In an investigation into Covid-19, Tall buildings and density, the GLA Committee Planning and Regeneration Committee’s key finding is that the Committee does not believe that tall buildings are the answer to London’s housing needs and should not be encouraged outside of a few designated and carefully managed areas.
Their investigation also formed the basis of their response to the ‘Good Quality Homes for All Londoners’ Supplementary Planning Guidance (SPG) public consultation which closed in January 2021, in which they focused on the ‘tower’ housing type.
The costs of tall buildings
During the Committee investigation, they heard about the relationship between high building density and building and maintenance costs, including how the whole life-cycle costs of tall buildings are not always fully considered at the development stage. Servicing tall buildings can be costly and this often results in high service charges to residents. High management costs and service charges often preclude affordable tenures, and well-designed family homes are harder to achieve as they are remote from shared amenity space. Jo McCafferty, Director at Levitt Bernstein, told the committee that there is a direct relationship between density, but specifically tall buildings and high cost. Drawing on the Tower Hamlets experience, Michael Ritchie, Place Shaping Team Leader at the London Borough of Tower Hamlets, reflected that tall buildings are a “system and they need constant maintenance and they need to be efficiently run”.
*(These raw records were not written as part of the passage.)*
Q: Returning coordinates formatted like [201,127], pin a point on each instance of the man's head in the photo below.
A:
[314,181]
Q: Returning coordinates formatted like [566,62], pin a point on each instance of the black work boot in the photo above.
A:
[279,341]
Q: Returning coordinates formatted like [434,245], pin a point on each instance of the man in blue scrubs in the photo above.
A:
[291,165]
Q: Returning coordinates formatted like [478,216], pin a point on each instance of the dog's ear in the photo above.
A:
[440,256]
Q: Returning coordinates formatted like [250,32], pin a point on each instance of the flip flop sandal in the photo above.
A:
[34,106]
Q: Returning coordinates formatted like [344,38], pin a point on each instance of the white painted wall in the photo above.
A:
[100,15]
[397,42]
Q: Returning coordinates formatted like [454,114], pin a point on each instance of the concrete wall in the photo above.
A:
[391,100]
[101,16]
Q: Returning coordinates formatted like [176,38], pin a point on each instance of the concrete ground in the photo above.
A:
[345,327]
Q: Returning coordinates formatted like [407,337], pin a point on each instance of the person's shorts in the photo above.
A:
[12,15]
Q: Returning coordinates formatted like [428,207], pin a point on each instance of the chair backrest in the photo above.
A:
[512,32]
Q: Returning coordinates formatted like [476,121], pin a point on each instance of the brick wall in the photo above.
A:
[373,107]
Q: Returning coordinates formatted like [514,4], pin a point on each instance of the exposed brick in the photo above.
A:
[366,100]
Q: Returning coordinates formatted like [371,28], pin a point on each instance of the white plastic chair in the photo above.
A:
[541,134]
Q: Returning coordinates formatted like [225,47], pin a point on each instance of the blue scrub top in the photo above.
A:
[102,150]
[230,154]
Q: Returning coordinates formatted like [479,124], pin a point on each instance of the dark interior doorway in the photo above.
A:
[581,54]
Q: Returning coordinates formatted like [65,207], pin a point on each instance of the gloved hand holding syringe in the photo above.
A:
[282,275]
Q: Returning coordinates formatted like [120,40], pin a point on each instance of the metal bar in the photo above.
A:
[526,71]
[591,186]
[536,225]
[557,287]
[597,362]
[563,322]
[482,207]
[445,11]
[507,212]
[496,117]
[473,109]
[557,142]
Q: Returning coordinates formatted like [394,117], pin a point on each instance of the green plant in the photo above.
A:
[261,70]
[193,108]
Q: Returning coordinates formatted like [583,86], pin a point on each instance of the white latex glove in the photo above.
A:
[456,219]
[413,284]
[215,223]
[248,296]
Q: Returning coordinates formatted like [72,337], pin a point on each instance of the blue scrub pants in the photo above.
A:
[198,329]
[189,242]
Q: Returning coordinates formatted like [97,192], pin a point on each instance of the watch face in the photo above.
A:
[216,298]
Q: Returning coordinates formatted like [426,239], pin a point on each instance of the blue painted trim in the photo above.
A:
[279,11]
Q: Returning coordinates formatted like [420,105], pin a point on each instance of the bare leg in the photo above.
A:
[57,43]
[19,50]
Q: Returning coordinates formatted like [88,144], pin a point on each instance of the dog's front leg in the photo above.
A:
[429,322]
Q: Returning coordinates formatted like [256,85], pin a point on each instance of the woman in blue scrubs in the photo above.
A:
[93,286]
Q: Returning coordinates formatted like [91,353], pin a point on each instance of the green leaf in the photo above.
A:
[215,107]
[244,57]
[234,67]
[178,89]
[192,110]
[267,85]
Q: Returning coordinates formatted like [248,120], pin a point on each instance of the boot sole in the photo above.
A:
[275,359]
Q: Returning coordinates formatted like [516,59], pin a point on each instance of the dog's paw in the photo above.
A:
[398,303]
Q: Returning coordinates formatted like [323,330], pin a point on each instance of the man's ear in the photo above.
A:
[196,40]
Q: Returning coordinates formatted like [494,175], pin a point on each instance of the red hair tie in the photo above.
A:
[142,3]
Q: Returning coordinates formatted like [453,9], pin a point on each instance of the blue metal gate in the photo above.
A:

Professor Philip Steadman, from the UCL Energy Institute, told the committee about a study conducted by UCL1 a couple of years ago into tall office buildings, mostly in London that found the increase in storeys from six storeys to 20 doubles the energy intensity per square metre. As set out in the Committee’s subsequent SPG consultation response, energy use is higher in tall buildings, with electricity use twice as high due to increased solar gain, as well as other conditions prevalent at higher altitudes, including more wind and colder temperatures. The taller the building, the higher the amount of embodied energy required per useable square metre as low-carbon materials such as timber are not viable. Tall buildings also suffer more from heat loss for the same amount of insulation as lower buildings because of the higher wind speeds.
You can read the report and a letter to London Councils from the committee here.
The proposals for tall buildings at Convoys Wharf are not sustainable in this time of environmental crisis. Deptford needs low rise, human scale accommodation.